Life as a prisoner was hard on the island. The diet was meager and inmates were allowed only two letters a year. News from outside would come sporadically — from occasional smuggled newspapers, or from visitors including Winnie, Mandela’s then-wife, on her two permitted visits a year.
Mandela’s 12 years in the quarry caused eye and lung problems that troubled him for the rest of his life, and by the time he emerged from prison, he had forgotten some of the simplest daily routines. Because shoelaces were banned in the jail, he did not remember how to tie them.
Robben Island also left a lasting mark by throwing together and uniting a black leadership.
The jailers who hoped to break the spirit of the anti-apartheid movement didn’t count on the discipline, ingenuity and optimism of the jailed.

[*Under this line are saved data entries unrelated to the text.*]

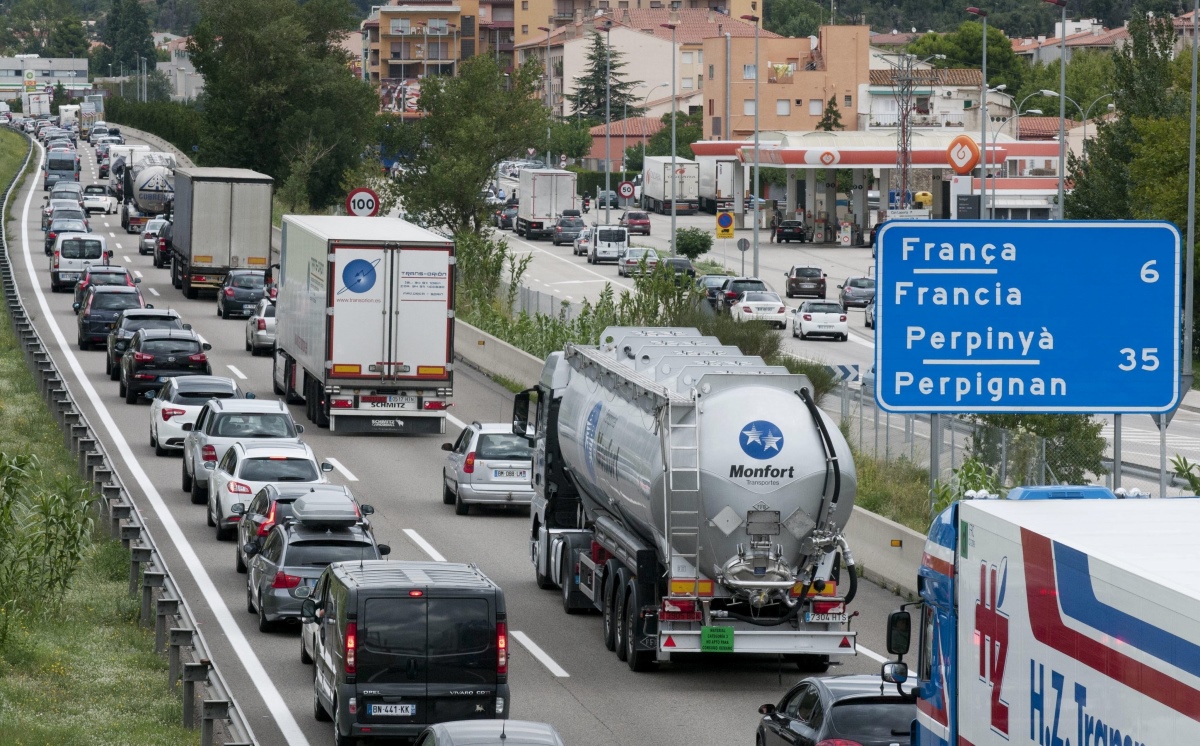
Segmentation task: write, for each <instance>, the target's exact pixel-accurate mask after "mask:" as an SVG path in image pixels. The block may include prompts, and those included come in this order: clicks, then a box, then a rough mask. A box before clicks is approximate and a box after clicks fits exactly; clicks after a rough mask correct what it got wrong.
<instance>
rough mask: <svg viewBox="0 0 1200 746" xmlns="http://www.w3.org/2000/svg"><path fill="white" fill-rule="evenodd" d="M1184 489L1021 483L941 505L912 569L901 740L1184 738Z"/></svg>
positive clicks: (1199, 634)
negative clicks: (1142, 497)
mask: <svg viewBox="0 0 1200 746" xmlns="http://www.w3.org/2000/svg"><path fill="white" fill-rule="evenodd" d="M1196 527H1200V500H1198V499H1195V498H1180V499H1166V500H1163V499H1159V500H1148V499H1117V498H1116V495H1115V494H1114V493H1111V492H1110V491H1108V489H1106V488H1104V487H1093V486H1084V487H1069V486H1056V487H1027V488H1016V489H1013V491H1010V492H1009V493H1008V498H1007V499H973V500H966V501H962V503H956V504H954V505H950V506H949V507H947V509H946V510H944V511H942V513H941V515H938V516H937V518H935V519H934V523H932V527H931V528H930V531H929V537H928V540H926V541H925V548H924V554H923V558H922V562H920V567H919V570H918V588H919V589H920V600H919V612H918V614H919V615H918V619H917V620H913V619H911V614H910V613H908V612H906V610H902V609H901V610H898V612H893V613H892V615H890V616H889V619H888V636H887V646H888V651H889V652H893V654H896V655H900V656H901V658H902V656H904V654H905V652H907V650H908V646H910V636H914V638H913V640H912V642H914V643H917V649H918V654H917V661H916V670H914V672H912V674H910V672H908V668H907V664H906V663H904V662H888V663H884V664H883V678H884V679H886V680H888V681H892V682H900V681H905V682H906V684H910V685H911V684H913V679H916V684H917V690H916V691H917V694H916V697H917V720H916V728H914V729H913V732H912V744H913V745H914V746H934V745H940V744H959V745H961V744H972V745H973V746H1014V745H1016V744H1022V745H1028V746H1068V745H1069V746H1134V745H1136V746H1152V745H1153V746H1157V745H1158V744H1180V745H1182V744H1200V625H1198V624H1196V620H1198V619H1200V574H1196V567H1198V566H1200V542H1198V541H1196Z"/></svg>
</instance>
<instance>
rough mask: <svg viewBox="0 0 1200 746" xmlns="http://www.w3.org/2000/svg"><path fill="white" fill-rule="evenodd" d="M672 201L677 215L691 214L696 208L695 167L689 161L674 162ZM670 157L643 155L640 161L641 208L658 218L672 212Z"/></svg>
mask: <svg viewBox="0 0 1200 746" xmlns="http://www.w3.org/2000/svg"><path fill="white" fill-rule="evenodd" d="M673 168H674V189H676V192H674V201H676V213H677V215H690V213H692V212H695V211H696V205H697V192H696V189H697V176H698V173H700V172H698V168H700V167H698V164H697V163H696V162H695V161H689V160H688V158H679V157H677V158H676V160H674V167H673ZM671 169H672V164H671V156H646V158H643V160H642V176H643V180H642V181H643V184H642V209H643V210H653V211H654V212H658V213H660V215H662V213H670V212H671V197H672V195H671V181H672V179H671Z"/></svg>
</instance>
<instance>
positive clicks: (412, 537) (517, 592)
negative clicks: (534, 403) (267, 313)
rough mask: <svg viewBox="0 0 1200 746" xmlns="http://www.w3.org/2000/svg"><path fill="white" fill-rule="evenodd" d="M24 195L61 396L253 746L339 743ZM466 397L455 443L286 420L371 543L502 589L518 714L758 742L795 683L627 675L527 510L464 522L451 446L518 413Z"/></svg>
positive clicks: (873, 633) (28, 191) (448, 436)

In the end, it was white rulers who ended up cut off. Subjected to international sanctions and boycotts, they concluded apartheid was unsustainable and reached out to Mandela to negotiate an exit.
Mandela was already prominent when the so-called Rivonia trial ended in 1964 with a life sentence for him and seven co-defendants found guilty of sabotage. He was a dashing figure — tall, handsome, with a trial lawyer’s flair for rhetoric and a royal pedigree and bearing. Fellow Rivonia defendants recognized his propaganda potential, encouraging him to write what would become the basis of his memoir, “Long Walk to Freedom,” during his time at Robben Island.
Prison authorities would not have allowed such a project, so Mandela wrote at night in secret in his concrete-floored, two-square-meter (yard) cell. Other inmates helped hide the manuscript and then smuggle it from the island.
Robben Island has loomed large in the life of Christo Brand, who went to the prison in 1978 to work as a jailer. “I was 18 years old and Mandela was 60,” said Brand.
Gradually a bond developed, so that Brand would smuggle in items that Mandela wanted — whole wheat bread and hair cream. Brand even sneaked in a baby so that Mandela could see his granddaughter Zoleka, now aged 33.
When Mandela became president in 1994, he remembered his guard and invited Brand to visit him at his offices.
Now Brand runs the Robben Island gift shop.
“The legacy of Mandela is here on Robben Island,” said Brand. “This prison has been turned into a place where people come and learn about how we can all get along. Mandela got what he was fighting for and he created a place where we can all live in harmony.”